Nous avons constaté que dans une équipe, les leaders les plus performants parviennent à construire une identité commune. Ils font en sorte que les autres membres de l’équipe s’identifient réellement à leur équipe. Si ces leaders sont capables d’y parvenir et d’aider leurs pairs à s’identifier davantage à l’équipe, celle-ci obtient également d’autres résultats bénéfiques : de meilleures performances, une plus grande cohésion, une plus grande résilience face à l’adversité, davantage de bien-être et moins d’épuisement professionnel (burnout).

« Les leaders les plus performants parviennent à construire une identité commune »

Nous avons observé avec consistance que le leadership identitaire est réellement prédictif en matière de résultats positifs, l’identification des athlètes à leur équipe étant un facteur de médiation. En d’autres termes, lorsque les leaders réussissent à cultiver et à renforcer l’identité de l’équipe, ce sentiment du « nous », ils ne sont pas seulement perçus comme de meilleurs leaders, ils créent également un effet de levier pour obtenir ces résultats positifs.

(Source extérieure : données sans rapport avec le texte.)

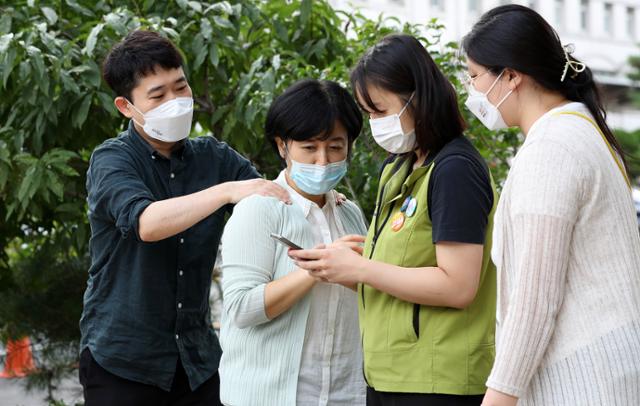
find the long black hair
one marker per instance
(517, 37)
(401, 65)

Cela va d’une meilleure performance, à un meilleur fonctionnement de l’équipe, en passant par un accroissement du bien-être pour les membres de celle-ci. C’est pourquoi, dans nos programmes consacrés au leadership, nous nous concentrons sur le renforcement de l’identité des leaders au sein de l’équipe.

En sport collectif, l’optimisation de la dynamique de groupe est un facteur essentiel de la performance. Néanmoins, il semble que son optimisation soit encore marginale, relativement à d’autres constituants de la performance. Pourquoi ?

Je ne suis pas certaine, mais il me semble que c’est lié au fait que ce sont des aspects qui semblent moins tangibles pour les entraineurs et que ce travail s’inscrit dans une perspective à long terme. Ces derniers ont besoin de performances immédiates, ils pensent peut-être qu’il vaut mieux se focaliser sur les aspects tactiques, techniques ou encore à la préparation physique, parce que ce sont des choses qu’ils peuvent observer directement. Toutefois, nos recherches ont montré que les problèmes associés au leadership ont un impact majeur sur les performances.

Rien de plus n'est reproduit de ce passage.